Seni gua juga di Asia Tenggara

Tapi itu keliru. Sudah pada tahun 2014 para arkeolog menemukan di beberapa gua di pulau Sulawesi cetakan tangan dan gambar binatang dibuat dengan pigmen kemerahan, yang sudah setua lukisan gua Eropa.

Sekarang Maxime Aubert dari Griffith University di Australia dan rekan-rekannya di pulau Kalimantan telah menemukan seni gua yang bahkan lebih tua. Untuk studi mereka, mereka telah mempelajari seni cadas di daerah karst yang luas di Kalimantan Timur. Dengan menggunakan metode uranium-thorium, mereka memberi tanggal pada kerak berkapur pada 13 motif berbeda dalam enam gua di daerah tersebut.
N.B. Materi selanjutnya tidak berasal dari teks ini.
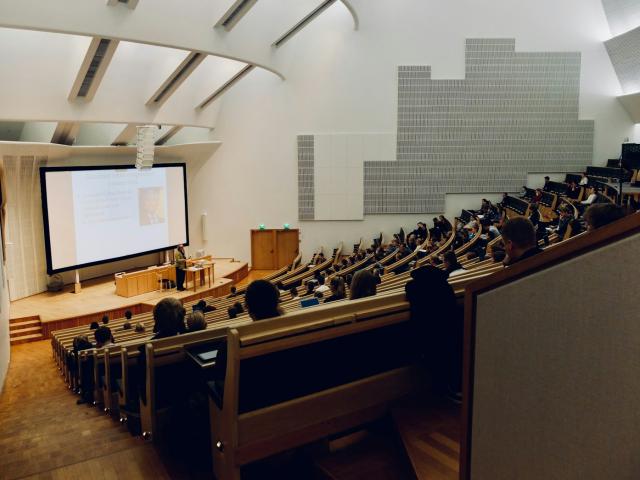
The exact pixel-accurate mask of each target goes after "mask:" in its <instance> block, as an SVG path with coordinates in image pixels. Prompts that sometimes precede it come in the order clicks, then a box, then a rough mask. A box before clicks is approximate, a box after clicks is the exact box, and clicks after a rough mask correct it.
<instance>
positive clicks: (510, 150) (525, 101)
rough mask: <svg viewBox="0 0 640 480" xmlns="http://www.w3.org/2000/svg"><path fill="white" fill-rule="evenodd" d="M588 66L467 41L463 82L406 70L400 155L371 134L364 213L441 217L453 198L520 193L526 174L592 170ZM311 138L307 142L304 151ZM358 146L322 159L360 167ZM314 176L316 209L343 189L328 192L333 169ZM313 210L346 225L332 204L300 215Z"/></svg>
mask: <svg viewBox="0 0 640 480" xmlns="http://www.w3.org/2000/svg"><path fill="white" fill-rule="evenodd" d="M580 65H581V59H580V54H579V53H571V52H569V53H550V52H549V53H548V52H516V51H515V40H513V39H469V40H467V42H466V77H465V78H464V79H462V80H433V79H432V78H431V67H429V66H401V67H399V68H398V120H397V121H398V130H397V138H396V142H395V152H394V151H391V150H390V149H385V148H384V145H387V144H388V142H387V141H386V140H385V138H388V136H387V137H385V136H384V135H365V136H363V141H364V144H363V145H362V150H363V151H364V156H363V169H364V174H363V197H364V198H363V210H364V211H363V214H364V215H368V214H384V213H435V212H442V211H444V202H445V194H447V193H498V192H504V191H517V190H519V189H520V187H521V186H522V185H524V184H525V183H526V178H527V174H528V173H535V172H538V173H545V172H571V171H580V170H582V169H584V167H585V165H590V164H591V163H592V160H593V135H594V123H593V121H581V120H579V119H578V113H579V104H578V100H579V92H580ZM309 137H310V138H312V139H313V138H314V136H301V137H299V147H298V148H299V151H300V148H304V147H301V145H304V143H301V140H300V139H305V140H304V142H306V141H307V140H306V139H307V138H309ZM319 137H320V136H318V135H316V136H315V139H316V140H318V138H319ZM334 138H335V135H334ZM322 142H325V140H321V141H320V143H321V144H322V145H324V143H322ZM352 142H355V140H352ZM317 145H318V143H316V146H317ZM340 145H342V143H340ZM347 145H350V144H349V140H348V141H347ZM307 148H308V147H307ZM321 148H322V147H321ZM360 148H361V147H360V146H359V145H356V144H355V143H354V144H353V145H351V147H349V146H347V155H346V158H345V157H344V155H343V150H342V147H340V148H339V149H335V148H333V149H332V150H329V149H328V148H323V149H322V150H323V152H329V151H331V152H333V156H334V157H333V159H324V160H323V162H325V164H326V165H332V166H333V167H332V168H338V167H339V168H343V167H344V165H343V163H345V162H347V165H348V164H349V162H351V166H352V167H354V166H355V163H354V162H356V163H357V160H356V159H357V155H358V153H353V152H359V151H360ZM350 149H351V150H353V152H352V151H351V150H350ZM323 155H324V153H323ZM299 158H300V156H299ZM316 160H317V156H316ZM299 165H301V164H299ZM299 168H302V167H301V166H299ZM315 172H316V174H319V175H321V178H322V179H324V180H323V184H322V186H320V185H319V184H318V183H317V182H316V183H315V190H314V201H315V205H316V208H317V207H318V206H319V204H320V203H323V202H325V201H326V202H329V198H331V197H330V195H331V194H332V192H333V193H335V190H331V189H329V191H325V190H324V189H325V185H326V183H324V182H325V181H328V180H327V178H329V176H328V175H329V174H328V173H319V170H318V169H316V170H315ZM321 187H322V188H321ZM358 187H359V186H358V185H357V184H353V183H352V184H351V185H349V187H348V190H349V191H350V192H355V191H357V189H358ZM305 188H307V187H305ZM301 195H302V193H301ZM304 205H307V204H306V203H305V204H304ZM349 208H351V207H349ZM307 210H308V209H307V208H306V207H305V208H304V209H303V205H302V204H301V207H300V215H301V218H300V219H301V220H302V219H316V220H318V219H320V218H322V219H323V220H329V219H332V220H335V219H342V218H340V216H339V215H338V214H336V212H335V209H334V207H332V206H330V205H328V204H323V207H322V212H321V213H322V215H321V216H319V215H318V211H317V210H316V214H315V216H310V215H307V216H306V218H302V215H303V213H304V211H307ZM354 212H355V210H354V211H353V212H352V211H351V210H349V214H348V215H349V217H350V218H351V219H355V218H356V217H355V215H353V214H354ZM336 215H338V216H336ZM328 217H332V218H328ZM359 218H361V217H359Z"/></svg>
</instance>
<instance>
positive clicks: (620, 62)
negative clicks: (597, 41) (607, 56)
mask: <svg viewBox="0 0 640 480" xmlns="http://www.w3.org/2000/svg"><path fill="white" fill-rule="evenodd" d="M604 45H605V47H606V48H607V52H608V53H609V58H611V63H613V68H614V69H615V71H616V75H617V76H618V80H620V85H621V86H622V91H623V92H624V93H626V94H629V93H637V92H640V26H638V28H635V29H633V30H631V31H629V32H627V33H623V34H622V35H619V36H617V37H614V38H612V39H611V40H608V41H606V42H604Z"/></svg>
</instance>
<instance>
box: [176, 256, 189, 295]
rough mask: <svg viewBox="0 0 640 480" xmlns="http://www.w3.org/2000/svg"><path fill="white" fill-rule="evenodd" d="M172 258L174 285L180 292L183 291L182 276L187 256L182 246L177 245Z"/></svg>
mask: <svg viewBox="0 0 640 480" xmlns="http://www.w3.org/2000/svg"><path fill="white" fill-rule="evenodd" d="M174 258H175V260H176V285H177V287H178V291H180V292H181V291H182V290H184V276H185V269H186V268H187V256H186V254H185V253H184V245H178V248H177V249H176V253H175V254H174Z"/></svg>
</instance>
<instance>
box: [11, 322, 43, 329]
mask: <svg viewBox="0 0 640 480" xmlns="http://www.w3.org/2000/svg"><path fill="white" fill-rule="evenodd" d="M40 325H41V324H40V320H25V321H23V322H15V323H10V324H9V330H10V331H13V330H17V329H19V328H21V327H39V326H40Z"/></svg>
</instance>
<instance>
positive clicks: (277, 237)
mask: <svg viewBox="0 0 640 480" xmlns="http://www.w3.org/2000/svg"><path fill="white" fill-rule="evenodd" d="M298 245H299V231H298V230H297V229H292V230H284V229H271V230H251V268H253V269H254V270H277V269H278V268H282V267H284V266H285V265H288V264H290V263H291V262H293V259H294V258H296V257H297V256H298Z"/></svg>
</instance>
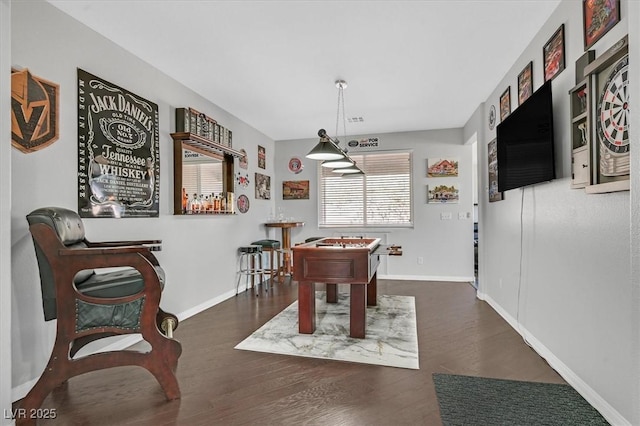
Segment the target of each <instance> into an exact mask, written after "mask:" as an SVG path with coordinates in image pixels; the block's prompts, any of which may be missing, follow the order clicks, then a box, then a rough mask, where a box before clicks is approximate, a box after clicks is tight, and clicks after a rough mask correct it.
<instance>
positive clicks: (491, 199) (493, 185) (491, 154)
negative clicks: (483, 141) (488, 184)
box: [487, 139, 503, 203]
Representasi hewan ini mungkin merupakan citra hewan tertua di dunia. © Luc-Henri Fage

Gambar hewan tertua di dunia

Hasilnya: Bahkan lukisan gua Kalimantan mencapai kembali ke masa sekitar 40.000 tahun yang lalu. "Gambar batu tertua yang kami kencani adalah representasi besar dari hewan tak dikenal, mungkin beberapa jenis ternak liar, karena masih ada di hutan-hutan Kalimantan saat ini, " kata Aubert. "Lukisan batu ini setidaknya berusia 40.000 tahun dan karenanya merupakan salah satu representasi figural tertua yang pernah ada."

Gambar hewan bahkan bisa menjadi representasi hewan tertua yang diketahui umat manusia: "Gambar binatang ini sebanding dengan usia patung gading raksasa yang ditemukan di Swabia Alb, " kata para peneliti. Sebuah cetakan tangan dari gua yang sama di Kalimantan mengungkapkan usia maksimal 51.800 tahun. Semua lukisan batu dibuat dengan pigmen lokal khas lukisan gua tertua di Kalimantan.

Dua pusat seni gua

Ini memperjelas bahwa lukisan gua bukan hanya penemuan nenek moyang kita di Eropa. Sebaliknya, Homo sapiens hampir secara bersamaan mulai melakukannya di Asia Tenggara. "Sepertinya ada dua pusat seni gua pada saat yang sama - satu di Eropa dan satu di ujung dunia lainnya di Indonesia, " kata rekan penulis Adam Brumm dari Griffith university.

Penemuan seni gua figuratif tertua di Borneo Griffith University

Namun, Sumatra dan Kalimantan, pada saat asal usul seni gua bukanlah pulau, tetapi terhubung ke daratan Asia. Dengan demikian mereka membentuk "batu loncatan" penting bagi manusia purba yang pindah dari Asia ke Australia. Namun, kapan tepatnya perwakilan pertama Homo sapiens mengambil jalan ini masih menjadi masalah perselisihan. "Tetapi jelas bahwa sudut paling timur dari benua Eurasia ini adalah situs penting seni gua Palaeolitik saat itu, " kata para peneliti.

Siapa artisnya?

Namun, ini menimbulkan pertanyaan tentang siapa yang menciptakan seni cadas pertama di Kalimantan dan Sumatra. Temuan arkeologis menunjukkan bahwa perwakilan pertama Homo sapiens datang ke daerah ini sekitar 60.000 hingga 60.0000 tahun yang lalu. "Namun, populasi ini tampaknya tidak menghasilkan seni gua - atau jika mereka melakukannya, mereka setidaknya tidak menemukannya, " kata para peneliti.

Namun, gelombang imigrasi pertama ini diikuti oleh yang kedua, sekitar 52.000 hingga 40.000 tahun yang lalu. "Imigran dari populasi Asia Timur ini rupanya menciptakan lukisan batu tertua di Kalimantan, " kata Aubert dan rekan-rekannya. Namun, mengapa nenek moyang kita mulai melukis gua hampir bersamaan di dua ujung bumi yang berlawanan, dan di tempat lain, tetap membingungkan. (Alam, 2018; doi: 10.1038 / s41586-018-0679-9)

(Universitas GRiffith, Alam, 08.11.2018 - NPO)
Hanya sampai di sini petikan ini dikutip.